Rufe nach Neustart im Bevölkerungsschutz

Bundesinnenministerin Nancy Faeser (SPD) will einen Neustart im Bevölkerungsschutz. Deutschland habe Vorbereitungen auf Krisen jahrelang vernachlässigt, erklärte Faeser am Mittwoch in Berlin. Dies habe zuletzt die Hochwasser-Katastrophe im Ahrtal gezeigt. Vor einem Jahr hatten verheerende Unwetter am 14. und 15. Juli große Zerstörungen angerichtet, in Deutschland vor allem in Rheinland-Pfalz und Nordrhein-Westfalen. Tausende Häuser und weite Teile der Infrastruktur wurden zerstört und beschädigt, mehr als 180 Menschen starben.

Faeser betonte, das Land solle krisenfester gemacht werden. Entscheidend sei, das Vorgehen von Bund, Ländern und Kommunen viel besser zu koordinieren, als es insbesondere während der Flutkatastrophe der Fall gewesen sei. Die Pandemie, Extremwetter, Hochwasser, Waldbrände, aber auch der russische Angriffskrieg gegen die Ukraine - all das erfordere einen besseren Schutz. Dazu müsse auch die Bevölkerung eingebunden werden. So solle ab dem kommenden Jahr ein Bevölkerungsschutztag eingeführt werden.

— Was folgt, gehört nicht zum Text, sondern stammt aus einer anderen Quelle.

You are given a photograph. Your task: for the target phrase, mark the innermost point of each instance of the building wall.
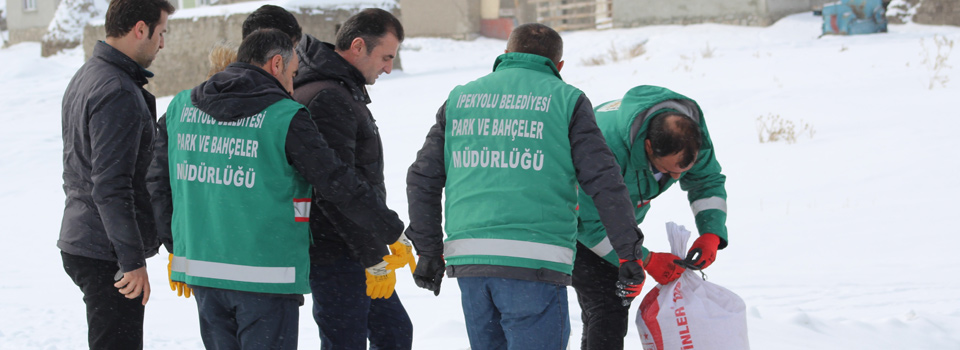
(632, 13)
(459, 19)
(938, 12)
(183, 62)
(29, 25)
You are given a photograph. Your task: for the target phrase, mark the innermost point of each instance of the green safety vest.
(511, 188)
(240, 210)
(624, 125)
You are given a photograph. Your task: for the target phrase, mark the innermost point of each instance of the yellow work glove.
(380, 281)
(401, 254)
(181, 288)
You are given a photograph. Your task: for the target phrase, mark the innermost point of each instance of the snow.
(842, 240)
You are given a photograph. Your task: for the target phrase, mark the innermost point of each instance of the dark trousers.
(347, 317)
(234, 320)
(605, 319)
(113, 321)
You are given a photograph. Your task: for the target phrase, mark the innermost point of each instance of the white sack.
(690, 313)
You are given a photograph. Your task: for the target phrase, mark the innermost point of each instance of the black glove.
(630, 280)
(429, 273)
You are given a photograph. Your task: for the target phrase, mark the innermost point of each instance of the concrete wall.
(183, 62)
(29, 25)
(459, 19)
(632, 13)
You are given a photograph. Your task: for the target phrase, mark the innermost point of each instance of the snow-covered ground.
(844, 240)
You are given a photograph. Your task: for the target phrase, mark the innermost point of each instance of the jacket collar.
(111, 55)
(526, 61)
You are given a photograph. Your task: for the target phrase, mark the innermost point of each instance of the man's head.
(537, 39)
(673, 141)
(272, 50)
(369, 40)
(273, 17)
(137, 27)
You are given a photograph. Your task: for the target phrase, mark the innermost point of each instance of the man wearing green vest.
(232, 194)
(509, 150)
(659, 138)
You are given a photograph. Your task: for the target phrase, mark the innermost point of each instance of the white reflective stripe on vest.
(708, 203)
(230, 272)
(507, 247)
(603, 248)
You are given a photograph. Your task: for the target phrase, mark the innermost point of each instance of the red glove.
(663, 267)
(630, 280)
(703, 251)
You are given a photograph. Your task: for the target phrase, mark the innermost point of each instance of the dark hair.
(672, 135)
(261, 45)
(123, 15)
(370, 25)
(273, 17)
(537, 39)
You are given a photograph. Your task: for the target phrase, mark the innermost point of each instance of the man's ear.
(276, 65)
(141, 30)
(358, 46)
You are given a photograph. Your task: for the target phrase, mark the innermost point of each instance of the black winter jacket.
(334, 92)
(108, 126)
(243, 90)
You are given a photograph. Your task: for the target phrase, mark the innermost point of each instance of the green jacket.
(511, 187)
(624, 124)
(240, 209)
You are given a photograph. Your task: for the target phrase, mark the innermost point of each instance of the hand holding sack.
(380, 281)
(703, 251)
(181, 288)
(429, 273)
(663, 267)
(690, 313)
(630, 280)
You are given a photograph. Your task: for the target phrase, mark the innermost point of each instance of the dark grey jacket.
(108, 127)
(243, 90)
(597, 172)
(334, 91)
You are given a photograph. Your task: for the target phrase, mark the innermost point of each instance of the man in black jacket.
(331, 83)
(108, 230)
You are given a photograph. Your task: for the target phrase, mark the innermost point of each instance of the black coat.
(334, 92)
(243, 90)
(108, 127)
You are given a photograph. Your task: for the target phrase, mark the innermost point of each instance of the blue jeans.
(347, 317)
(504, 313)
(234, 320)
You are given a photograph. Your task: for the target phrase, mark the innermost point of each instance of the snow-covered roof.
(295, 6)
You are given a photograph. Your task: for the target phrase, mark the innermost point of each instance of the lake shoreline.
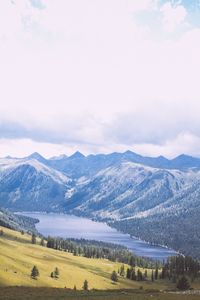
(133, 244)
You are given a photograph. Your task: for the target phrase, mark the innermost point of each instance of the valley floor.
(18, 256)
(19, 293)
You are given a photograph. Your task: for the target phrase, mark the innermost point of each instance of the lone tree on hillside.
(114, 276)
(183, 283)
(33, 238)
(56, 272)
(35, 273)
(85, 285)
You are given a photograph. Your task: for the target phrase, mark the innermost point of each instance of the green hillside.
(18, 256)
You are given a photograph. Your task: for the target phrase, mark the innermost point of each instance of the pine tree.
(152, 276)
(122, 271)
(128, 273)
(85, 285)
(56, 272)
(35, 272)
(42, 242)
(156, 273)
(33, 238)
(52, 275)
(114, 276)
(183, 283)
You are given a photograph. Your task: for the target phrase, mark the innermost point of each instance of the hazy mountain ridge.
(143, 196)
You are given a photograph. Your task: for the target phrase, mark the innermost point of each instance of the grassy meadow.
(18, 255)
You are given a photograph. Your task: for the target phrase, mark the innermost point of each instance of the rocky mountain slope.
(152, 198)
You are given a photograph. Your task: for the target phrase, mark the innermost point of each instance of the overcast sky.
(99, 76)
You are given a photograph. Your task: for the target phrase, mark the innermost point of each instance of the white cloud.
(71, 70)
(173, 16)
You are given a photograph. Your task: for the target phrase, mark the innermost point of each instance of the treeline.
(164, 229)
(17, 222)
(180, 265)
(94, 249)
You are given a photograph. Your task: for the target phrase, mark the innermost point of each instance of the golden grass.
(18, 256)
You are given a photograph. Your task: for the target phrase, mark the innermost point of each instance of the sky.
(99, 76)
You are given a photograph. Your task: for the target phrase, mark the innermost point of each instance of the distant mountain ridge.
(145, 196)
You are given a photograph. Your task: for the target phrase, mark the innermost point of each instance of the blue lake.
(69, 226)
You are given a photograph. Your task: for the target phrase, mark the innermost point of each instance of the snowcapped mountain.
(151, 198)
(127, 190)
(27, 184)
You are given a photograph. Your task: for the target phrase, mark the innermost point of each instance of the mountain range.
(156, 199)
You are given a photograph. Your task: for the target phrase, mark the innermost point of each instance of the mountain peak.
(59, 157)
(36, 156)
(77, 154)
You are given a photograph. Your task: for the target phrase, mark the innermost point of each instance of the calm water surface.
(69, 226)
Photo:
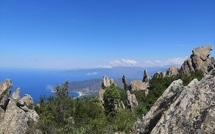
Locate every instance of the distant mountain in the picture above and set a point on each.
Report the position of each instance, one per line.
(91, 87)
(115, 72)
(92, 78)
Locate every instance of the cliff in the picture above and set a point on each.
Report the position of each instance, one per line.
(15, 113)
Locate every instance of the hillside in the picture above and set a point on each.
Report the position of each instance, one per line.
(92, 87)
(180, 100)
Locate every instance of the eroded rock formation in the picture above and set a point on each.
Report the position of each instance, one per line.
(199, 60)
(18, 111)
(182, 109)
(131, 100)
(172, 71)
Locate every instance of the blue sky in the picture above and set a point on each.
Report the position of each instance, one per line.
(69, 34)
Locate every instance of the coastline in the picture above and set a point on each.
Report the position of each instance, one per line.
(80, 93)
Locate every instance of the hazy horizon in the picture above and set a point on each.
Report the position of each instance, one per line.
(85, 34)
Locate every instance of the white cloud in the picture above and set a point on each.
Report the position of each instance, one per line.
(124, 62)
(92, 73)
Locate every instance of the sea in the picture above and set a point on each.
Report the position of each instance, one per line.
(38, 83)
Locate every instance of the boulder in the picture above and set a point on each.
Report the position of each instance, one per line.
(172, 71)
(138, 85)
(202, 52)
(182, 109)
(16, 94)
(15, 118)
(160, 106)
(193, 111)
(27, 100)
(199, 60)
(131, 100)
(105, 82)
(101, 96)
(146, 76)
(5, 90)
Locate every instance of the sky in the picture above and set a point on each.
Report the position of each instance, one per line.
(71, 34)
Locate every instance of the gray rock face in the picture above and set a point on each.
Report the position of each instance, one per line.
(105, 82)
(124, 81)
(193, 111)
(27, 100)
(15, 94)
(156, 111)
(146, 76)
(131, 100)
(199, 60)
(138, 85)
(5, 90)
(14, 119)
(172, 71)
(203, 52)
(182, 109)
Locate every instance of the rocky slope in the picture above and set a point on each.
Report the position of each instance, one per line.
(182, 109)
(15, 113)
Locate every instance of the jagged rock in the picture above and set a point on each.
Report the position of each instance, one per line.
(159, 75)
(146, 76)
(5, 90)
(27, 100)
(131, 100)
(1, 113)
(101, 96)
(193, 111)
(16, 94)
(172, 71)
(15, 118)
(105, 82)
(161, 105)
(199, 60)
(138, 85)
(203, 52)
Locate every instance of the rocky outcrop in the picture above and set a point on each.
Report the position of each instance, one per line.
(161, 105)
(146, 76)
(105, 82)
(193, 111)
(172, 71)
(131, 100)
(199, 60)
(182, 109)
(5, 90)
(18, 113)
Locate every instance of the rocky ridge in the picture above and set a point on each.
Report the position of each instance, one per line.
(184, 109)
(15, 113)
(199, 60)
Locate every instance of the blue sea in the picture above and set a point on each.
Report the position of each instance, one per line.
(38, 83)
(41, 82)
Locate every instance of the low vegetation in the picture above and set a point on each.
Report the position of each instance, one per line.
(60, 114)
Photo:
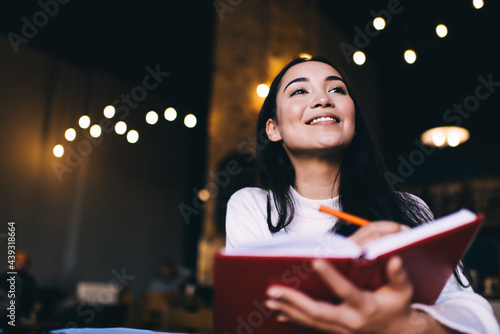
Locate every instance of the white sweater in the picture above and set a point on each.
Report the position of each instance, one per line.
(457, 307)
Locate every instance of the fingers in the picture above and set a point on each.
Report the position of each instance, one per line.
(398, 279)
(295, 306)
(397, 274)
(376, 230)
(337, 283)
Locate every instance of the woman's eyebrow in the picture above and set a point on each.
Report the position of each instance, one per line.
(304, 79)
(333, 78)
(301, 79)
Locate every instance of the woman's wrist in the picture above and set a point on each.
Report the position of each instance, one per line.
(417, 322)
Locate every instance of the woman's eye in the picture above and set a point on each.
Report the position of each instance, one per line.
(340, 90)
(299, 91)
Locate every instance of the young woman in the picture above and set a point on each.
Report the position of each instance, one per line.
(314, 148)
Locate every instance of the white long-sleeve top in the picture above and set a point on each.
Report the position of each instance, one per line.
(457, 307)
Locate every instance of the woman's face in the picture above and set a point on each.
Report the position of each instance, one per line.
(315, 113)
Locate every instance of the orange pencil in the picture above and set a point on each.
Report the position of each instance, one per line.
(344, 216)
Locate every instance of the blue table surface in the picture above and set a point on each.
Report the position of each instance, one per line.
(114, 330)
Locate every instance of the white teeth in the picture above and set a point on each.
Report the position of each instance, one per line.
(321, 119)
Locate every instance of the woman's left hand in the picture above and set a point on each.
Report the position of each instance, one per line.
(386, 310)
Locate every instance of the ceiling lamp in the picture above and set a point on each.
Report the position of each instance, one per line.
(445, 136)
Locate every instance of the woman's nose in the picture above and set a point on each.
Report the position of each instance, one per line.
(322, 101)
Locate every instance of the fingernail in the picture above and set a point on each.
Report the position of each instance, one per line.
(281, 318)
(319, 264)
(274, 292)
(271, 304)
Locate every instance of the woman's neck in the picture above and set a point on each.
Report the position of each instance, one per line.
(315, 177)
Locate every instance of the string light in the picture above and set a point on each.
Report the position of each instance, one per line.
(132, 136)
(109, 111)
(441, 30)
(151, 117)
(190, 121)
(410, 56)
(58, 150)
(359, 57)
(70, 134)
(170, 114)
(379, 23)
(84, 122)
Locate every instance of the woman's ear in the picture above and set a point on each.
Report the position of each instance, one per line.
(273, 133)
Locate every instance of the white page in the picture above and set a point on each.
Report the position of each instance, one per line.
(394, 241)
(300, 246)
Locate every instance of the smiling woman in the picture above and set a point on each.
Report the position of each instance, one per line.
(315, 150)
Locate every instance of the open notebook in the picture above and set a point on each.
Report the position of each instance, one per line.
(430, 253)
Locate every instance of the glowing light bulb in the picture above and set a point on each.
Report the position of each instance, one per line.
(190, 121)
(58, 150)
(151, 117)
(379, 23)
(410, 56)
(170, 114)
(95, 131)
(132, 136)
(84, 122)
(359, 57)
(109, 111)
(441, 30)
(120, 127)
(70, 134)
(262, 90)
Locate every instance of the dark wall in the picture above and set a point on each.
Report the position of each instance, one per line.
(113, 206)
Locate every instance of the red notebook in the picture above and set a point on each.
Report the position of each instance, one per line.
(430, 254)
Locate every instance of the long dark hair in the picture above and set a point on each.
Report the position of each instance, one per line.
(362, 187)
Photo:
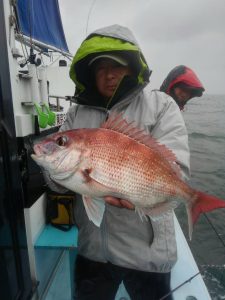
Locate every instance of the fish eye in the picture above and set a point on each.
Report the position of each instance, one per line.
(61, 141)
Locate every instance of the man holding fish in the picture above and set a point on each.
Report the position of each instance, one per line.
(129, 176)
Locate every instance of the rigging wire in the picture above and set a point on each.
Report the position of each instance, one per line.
(89, 13)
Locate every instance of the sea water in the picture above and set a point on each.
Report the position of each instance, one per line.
(205, 121)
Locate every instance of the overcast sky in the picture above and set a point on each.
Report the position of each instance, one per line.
(169, 32)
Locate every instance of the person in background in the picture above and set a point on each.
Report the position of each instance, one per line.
(182, 84)
(110, 74)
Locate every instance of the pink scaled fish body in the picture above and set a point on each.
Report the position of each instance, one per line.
(123, 161)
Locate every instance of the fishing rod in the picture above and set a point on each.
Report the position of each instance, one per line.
(179, 286)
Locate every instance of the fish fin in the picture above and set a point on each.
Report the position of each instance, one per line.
(158, 211)
(90, 176)
(118, 123)
(95, 209)
(201, 203)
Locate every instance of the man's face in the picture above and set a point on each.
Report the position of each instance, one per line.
(108, 75)
(182, 95)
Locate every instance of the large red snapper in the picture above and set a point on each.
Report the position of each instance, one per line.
(123, 161)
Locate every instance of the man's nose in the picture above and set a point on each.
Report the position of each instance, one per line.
(110, 72)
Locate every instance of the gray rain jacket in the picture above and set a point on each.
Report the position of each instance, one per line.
(123, 238)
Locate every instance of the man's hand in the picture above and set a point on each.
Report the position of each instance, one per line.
(119, 202)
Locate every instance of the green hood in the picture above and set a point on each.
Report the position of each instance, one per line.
(110, 39)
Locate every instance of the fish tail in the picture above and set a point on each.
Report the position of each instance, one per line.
(201, 203)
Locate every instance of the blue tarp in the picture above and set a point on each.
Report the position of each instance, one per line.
(41, 20)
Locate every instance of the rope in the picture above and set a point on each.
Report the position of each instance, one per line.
(89, 13)
(179, 286)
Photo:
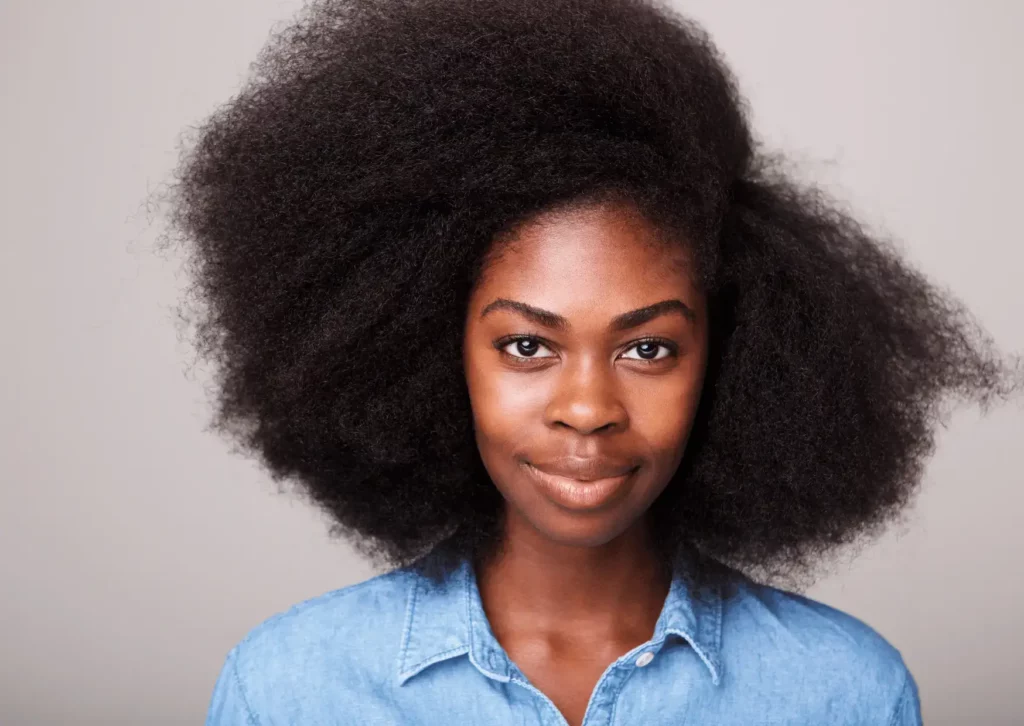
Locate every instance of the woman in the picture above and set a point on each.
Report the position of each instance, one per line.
(507, 288)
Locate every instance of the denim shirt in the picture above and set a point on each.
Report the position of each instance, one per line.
(397, 649)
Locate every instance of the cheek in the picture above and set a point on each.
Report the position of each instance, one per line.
(663, 418)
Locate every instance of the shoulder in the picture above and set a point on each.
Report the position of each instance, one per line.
(351, 632)
(777, 640)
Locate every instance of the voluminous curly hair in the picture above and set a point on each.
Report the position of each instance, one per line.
(337, 211)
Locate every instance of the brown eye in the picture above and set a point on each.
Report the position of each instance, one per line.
(525, 348)
(649, 350)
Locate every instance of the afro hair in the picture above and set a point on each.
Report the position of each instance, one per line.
(337, 211)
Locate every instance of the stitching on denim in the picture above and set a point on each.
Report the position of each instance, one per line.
(904, 692)
(251, 717)
(408, 627)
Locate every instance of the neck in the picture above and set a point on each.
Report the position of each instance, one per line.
(542, 587)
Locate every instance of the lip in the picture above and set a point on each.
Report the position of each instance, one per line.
(591, 483)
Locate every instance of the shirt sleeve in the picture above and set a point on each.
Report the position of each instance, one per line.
(228, 706)
(907, 711)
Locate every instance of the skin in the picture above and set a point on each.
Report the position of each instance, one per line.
(574, 589)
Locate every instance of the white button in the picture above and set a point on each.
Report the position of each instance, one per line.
(644, 659)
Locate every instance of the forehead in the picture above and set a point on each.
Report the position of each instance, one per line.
(590, 258)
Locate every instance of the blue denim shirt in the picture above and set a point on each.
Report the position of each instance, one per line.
(397, 649)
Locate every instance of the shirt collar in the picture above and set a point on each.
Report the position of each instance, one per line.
(446, 621)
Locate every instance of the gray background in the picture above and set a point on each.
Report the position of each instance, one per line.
(135, 549)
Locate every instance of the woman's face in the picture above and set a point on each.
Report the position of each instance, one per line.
(585, 354)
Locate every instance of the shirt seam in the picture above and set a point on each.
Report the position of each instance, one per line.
(904, 691)
(251, 719)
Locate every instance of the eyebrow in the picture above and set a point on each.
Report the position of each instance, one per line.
(624, 322)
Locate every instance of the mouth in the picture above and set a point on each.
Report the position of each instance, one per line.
(582, 484)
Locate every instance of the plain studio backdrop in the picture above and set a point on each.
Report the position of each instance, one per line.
(136, 550)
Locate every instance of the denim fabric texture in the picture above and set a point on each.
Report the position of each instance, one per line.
(397, 649)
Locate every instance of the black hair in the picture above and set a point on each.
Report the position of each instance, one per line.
(337, 211)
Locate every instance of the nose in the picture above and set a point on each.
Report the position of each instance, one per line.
(587, 400)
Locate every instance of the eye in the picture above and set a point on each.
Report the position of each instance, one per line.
(524, 348)
(650, 350)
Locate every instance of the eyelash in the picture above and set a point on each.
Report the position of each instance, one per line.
(503, 342)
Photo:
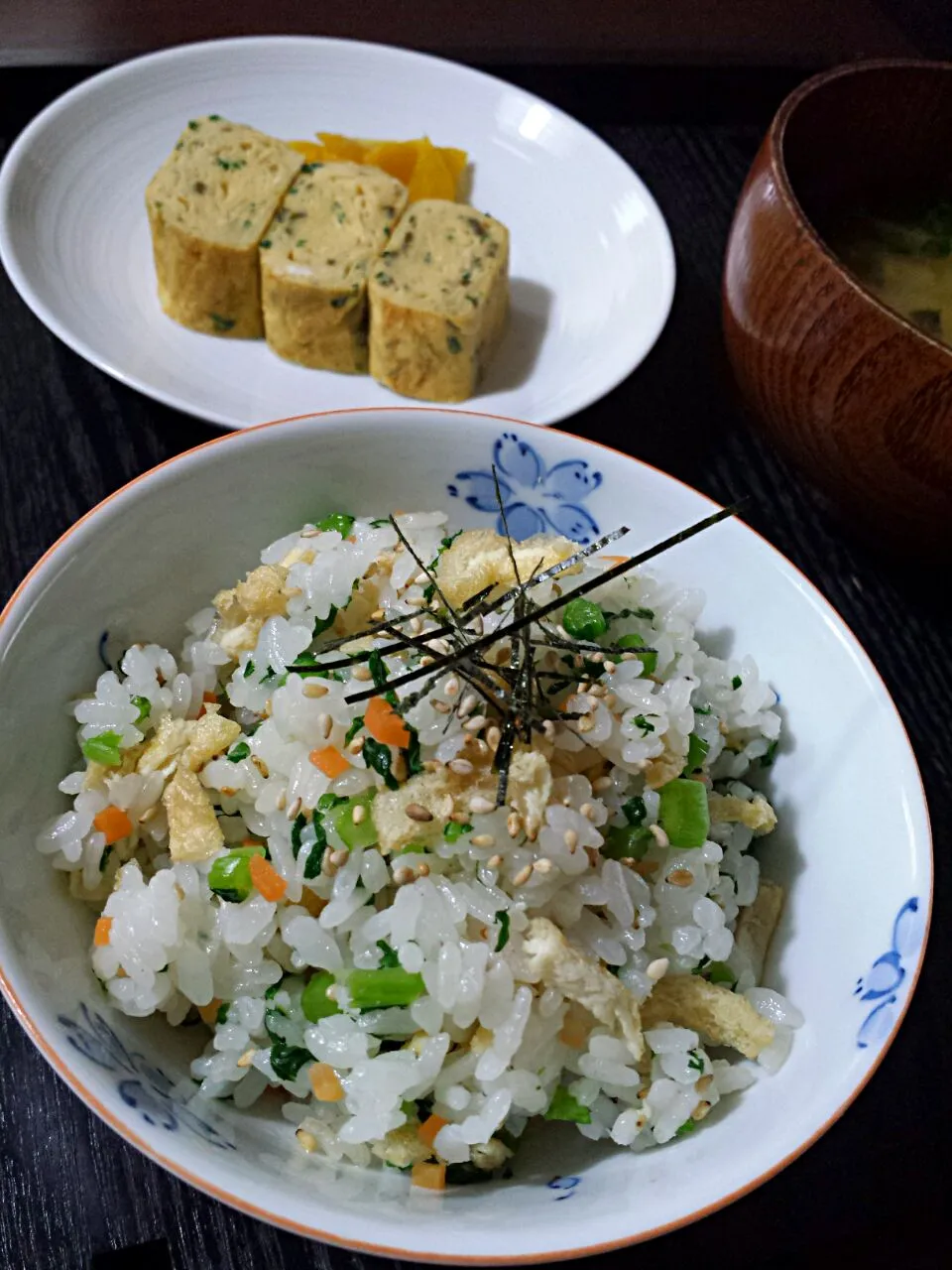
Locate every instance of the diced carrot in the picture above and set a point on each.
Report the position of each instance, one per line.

Das Bundeskabinett beschloss am selben Tag eine Strategie zur Stärkung der Resilienz gegenüber Katastrophen. Damit legt es nach eigenen Angaben erstmals einen umfassenden strategischen Rahmen für ein nachhaltiges Katastrophenrisikomanagement vor. Zudem enthalte die Strategie sektorenübergreifende Maßnahmen zur Prävention, Vorbereitung, Bewältigung und Nachsorge von Katastrophen.

Der Präsident des Bundesamts für Bevölkerungsschutz und Katastrophenhilfe (BBK), Ralph Tiesler, erklärte, die Stärkung der Resilienz gegenüber einer Katastrophe wie vor einem Jahr könne nur durch die Zusammenarbeit von Bund, Ländern und Kommunen sowie mit einer Vielzahl nichtstaatlicher Akteure aus Zivilgesellschaft, Wissenschaft, Wirtschaft und Medien gelingen. Das BBK versuche alles, um die Gesellschaft krisenfester zu machen, sagte Tiesler.

NRW-Ministerpräsident Hendrik Wüst (CDU) forderte eine bessere, lokal angepasste Vorbereitung auf Katastrophen. Zudem mahne die Hochwasserkatastrophe dazu, "beim Klimaschutz voranzukommen", sagte Wüst der "Kölnischen Rundschau".

Der Deutsche Kulturrat sprach sich für mehr Schutz von Kulturbauten aus, also Bibliotheken, Archiven und Museen. "Wir müssen leider damit rechnen, dass materielles und immaterielles Kulturgut bei bewaffneten Konflikten, Natur- und Umweltkatastrophen in der Zukunft immer mehr in Mitleidenschaft gezogen wird", erklärte der Spitzenverband der Bundeskulturverbände. Daher brauche es Notfallpläne zur Bergung und Sicherung von Kulturgut, entsprechende Trainings sowie konkrete Maßnahmen wie Sicherungsräume.

Der zweite Vorsitzende des Bundesverbands Gemeinschaft Deutscher Tierrettungsdienste, Bernd Metzger, erklärte, auch Tieren müsse im Katastrophenfall rasch und unbürokratisch geholfen werden. Daher müssten Tierretter künftig Zugang zu Katastrophengebieten bekommen und in die Informationskette der Hilfswerke eingebunden werden.